ESPN dropped a proverbial dagger on both the NFL and New England Patriots on Tuesday, offering a detailed and at times shocking glimpse into a host of factors that have been in play behind the scenes for years between the league and its most controversial franchise.

Roger Goodell has been getting hammered (and rightly so) for his handling of Tom Brady’s punishment in response to the Deflategate incident, but in all actuality this was just the latest in a long line of missteps by the Commissioner. And as much as it pains me to dole out compliments to the “Worldwide leader”, Don Van Natta Jr and Seth Wickersham did a stellar job of taking us behind the scenes and into the tense environment that existed around the time of Spygate and the aftermath of Goodell’s first major blunder.

Reading this article, I had a hard time gauging which set of actions was more irrational – the NFL’s swift response in 2007 to the Spygate scandal and its still mysterious decision to destroy all materials the Patriots had collected over the years (including videotapes, diagrams, notebooks), or the brazen cheating program instituted by Bill Belichick that is now believed to have gone on from 2000-2007 and involved the videotaping of opposing teams in 40 games. All parties involved predictably wanted this narrative to go away as quickly as possible, and the rash decisions made by Goodell back then set in motion a convoluted chain of events, the effects of which the NFL is dealing with even to this day.

From a Patriots point of view, Bill Belichick and his teams are famous for being well coached and fundamentally sound. They do all the little things right, from basic formations and special teams all the way down to clock management, and it often feels like your team has to play a dam near perfect game in order to beat them. In some instances, even that isn’t enough.

On the other hand, what the Pats have also become under Belichick is a team that will do anything to stretch the boundaries of the rules, causing suspicion and distrust amongst those who have to compete against New England. Former Patriots like Teddy Bruschi and Rodney Harrison can go on the air and make all the noise they want, play dumb and decry the persecution of their beloved coach and franchise by the media and public, but at the end of the day it’s a fact that for years their team regularly engaged in behavior that shifted the odds in NE’s favor. All it takes is one play to change in the outcome in a game, and any edge that Belichick might’ve gleamed from a walkthrough practice or knowing the signals being used by another team easily could’ve made the difference between winning a close game or losing it.

While Belichick’s reputation as both a legendary coach and serial shady cheat are set in stone, what becomes of Roger Goodell in the coming years is anyone’s guess.

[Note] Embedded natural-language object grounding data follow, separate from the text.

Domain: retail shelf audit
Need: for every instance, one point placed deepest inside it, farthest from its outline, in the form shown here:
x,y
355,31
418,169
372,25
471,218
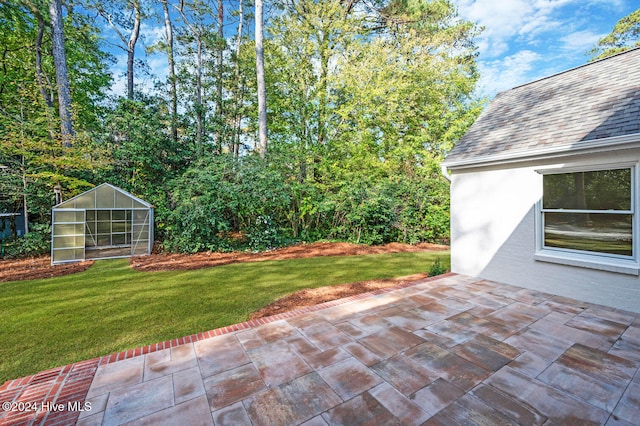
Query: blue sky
x,y
525,40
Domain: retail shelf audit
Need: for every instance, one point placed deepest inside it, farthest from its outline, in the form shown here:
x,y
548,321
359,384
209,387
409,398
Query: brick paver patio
x,y
445,351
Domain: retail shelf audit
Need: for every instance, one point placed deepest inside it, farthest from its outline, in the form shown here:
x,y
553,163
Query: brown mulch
x,y
35,268
172,261
38,267
315,296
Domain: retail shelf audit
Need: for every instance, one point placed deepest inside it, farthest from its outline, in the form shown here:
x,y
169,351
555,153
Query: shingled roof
x,y
561,113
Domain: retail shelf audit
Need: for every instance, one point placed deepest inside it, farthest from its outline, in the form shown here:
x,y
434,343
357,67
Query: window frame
x,y
590,259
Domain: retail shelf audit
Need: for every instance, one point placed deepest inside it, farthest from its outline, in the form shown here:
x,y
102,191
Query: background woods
x,y
361,101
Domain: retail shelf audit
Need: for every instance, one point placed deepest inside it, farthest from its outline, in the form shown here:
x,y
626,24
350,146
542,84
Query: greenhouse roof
x,y
104,196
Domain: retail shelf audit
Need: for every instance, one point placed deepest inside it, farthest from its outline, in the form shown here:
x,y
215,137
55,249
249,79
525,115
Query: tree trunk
x,y
131,48
39,73
62,74
221,45
172,72
262,94
199,107
239,87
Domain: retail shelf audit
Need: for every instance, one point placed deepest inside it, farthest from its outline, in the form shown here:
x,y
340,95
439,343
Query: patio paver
x,y
448,350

The NFL is printing money under his watch, but at the same time the league office has been facing unprecedented media attention and scrutiny due to the comical disciplinary actions decisions being handed out by himself and his minions. Even though Brady was vindicated by a federal judge, Goodell is reportedly now in good favor with the owners (outside of Robert Kraft of course) for taking on New England and trying to make up letting them off the hook so easily back in 2007. A loss in court of a public appeal, but a win in the eyes of the billionaires who sign his paychecks.

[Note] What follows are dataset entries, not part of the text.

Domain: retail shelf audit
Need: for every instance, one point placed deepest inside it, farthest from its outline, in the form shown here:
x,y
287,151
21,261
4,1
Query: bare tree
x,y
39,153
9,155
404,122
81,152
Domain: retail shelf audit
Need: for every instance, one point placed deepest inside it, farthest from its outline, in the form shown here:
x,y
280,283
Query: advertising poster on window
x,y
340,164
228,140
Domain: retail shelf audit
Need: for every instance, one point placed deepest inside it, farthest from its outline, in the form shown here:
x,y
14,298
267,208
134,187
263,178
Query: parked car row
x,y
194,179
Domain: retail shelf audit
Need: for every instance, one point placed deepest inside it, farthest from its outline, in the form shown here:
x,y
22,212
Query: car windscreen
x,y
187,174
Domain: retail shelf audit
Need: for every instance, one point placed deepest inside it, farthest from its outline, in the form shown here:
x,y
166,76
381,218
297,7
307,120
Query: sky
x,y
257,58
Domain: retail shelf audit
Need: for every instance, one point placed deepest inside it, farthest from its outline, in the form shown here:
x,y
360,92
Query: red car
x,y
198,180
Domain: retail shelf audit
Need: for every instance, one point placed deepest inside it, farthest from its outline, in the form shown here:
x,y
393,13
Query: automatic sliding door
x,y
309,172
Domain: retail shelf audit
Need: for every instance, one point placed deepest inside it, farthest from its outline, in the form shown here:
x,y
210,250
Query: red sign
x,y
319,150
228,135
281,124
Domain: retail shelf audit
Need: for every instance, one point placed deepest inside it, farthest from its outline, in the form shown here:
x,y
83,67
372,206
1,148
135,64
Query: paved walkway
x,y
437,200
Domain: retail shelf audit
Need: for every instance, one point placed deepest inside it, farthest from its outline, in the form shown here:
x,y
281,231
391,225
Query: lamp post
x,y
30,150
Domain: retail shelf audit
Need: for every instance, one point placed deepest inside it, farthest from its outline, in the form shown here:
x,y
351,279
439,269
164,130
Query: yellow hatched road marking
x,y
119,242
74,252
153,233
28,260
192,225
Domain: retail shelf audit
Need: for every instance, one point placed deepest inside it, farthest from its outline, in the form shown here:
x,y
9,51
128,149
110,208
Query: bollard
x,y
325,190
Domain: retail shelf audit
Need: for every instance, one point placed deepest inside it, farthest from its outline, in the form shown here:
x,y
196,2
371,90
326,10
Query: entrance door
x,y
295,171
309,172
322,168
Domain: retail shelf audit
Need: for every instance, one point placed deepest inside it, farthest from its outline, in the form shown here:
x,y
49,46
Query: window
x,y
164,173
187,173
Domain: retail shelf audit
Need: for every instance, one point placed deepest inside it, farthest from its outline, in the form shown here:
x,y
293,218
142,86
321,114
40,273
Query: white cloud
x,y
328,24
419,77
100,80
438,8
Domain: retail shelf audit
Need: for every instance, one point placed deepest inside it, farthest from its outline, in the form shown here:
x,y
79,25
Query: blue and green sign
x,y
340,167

It pains me that more folks didn’t follow the lead of Arlen Specter and make the league explain themselves for their tape smashing actions, as forever lost was not only the full extent of what the Pats had done, but also any chance for football historians to try and quantify the level of competitive advantage they gained during those years. Only a select few know where the bodies are buried in this case, and as another exciting (and profitable) season begins tomorrow night at Gillette Stadium, a certain Commissioner and rogue franchise will once again be able to cover their dirty laundry underneath the distraction of America’s favorite pastime.